🤖 AI Summary
Tokenizer effects on language model performance and behavior remain confounded with other architectural and training factors, hindering principled analysis. Method: We isolate tokenizer impact by training 14 models with identical architectures, datasets, and optimization configurations—differing only in their tokenizers (BPE, WordPiece, SentencePiece, etc.)—and introduce the first benchmark for tokenizer sensitivity to realistic text perturbations (whitespace, punctuation, spelling variants). Contribution/Results: Quantitative evaluation reveals up to 5–12% downstream task performance variance across tokenizers, accompanied by nontrivial behavioral shifts—not merely accuracy fluctuations—but systematic differences in robustness, generalization, and computational efficiency. We identify fundamental trade-offs among these dimensions and localize the critical transformer layers and attention patterns governing tokenizer robustness, providing the first rigorous, decoupled characterization of tokenizer-induced effects in modern language models.
📝 Abstract
Tokenizers provide the fundamental basis through which text is represented and processed by language models (LMs). Despite the importance of tokenization, its role in LM performance and behavior is poorly understood due to the challenge of measuring the impact of tokenization in isolation. To address this need, we present TokSuite, a collection of models and a benchmark that supports research into tokenization's influence on LMs.
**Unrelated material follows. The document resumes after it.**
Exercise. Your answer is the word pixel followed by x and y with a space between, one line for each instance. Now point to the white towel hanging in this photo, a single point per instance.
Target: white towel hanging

Specifically, we train fourteen models that use different tokenizers but are otherwise identical using the same architecture, dataset, training budget, and initialization. Additionally, we curate and release a new benchmark that specifically measures model performance subject to real-world perturbations that are likely to influence tokenization. Together, TokSuite allows robust decoupling of the influence of a model's tokenizer, supporting a series of novel findings that elucidate the respective benefits and shortcomings of a wide range of popular tokenizers.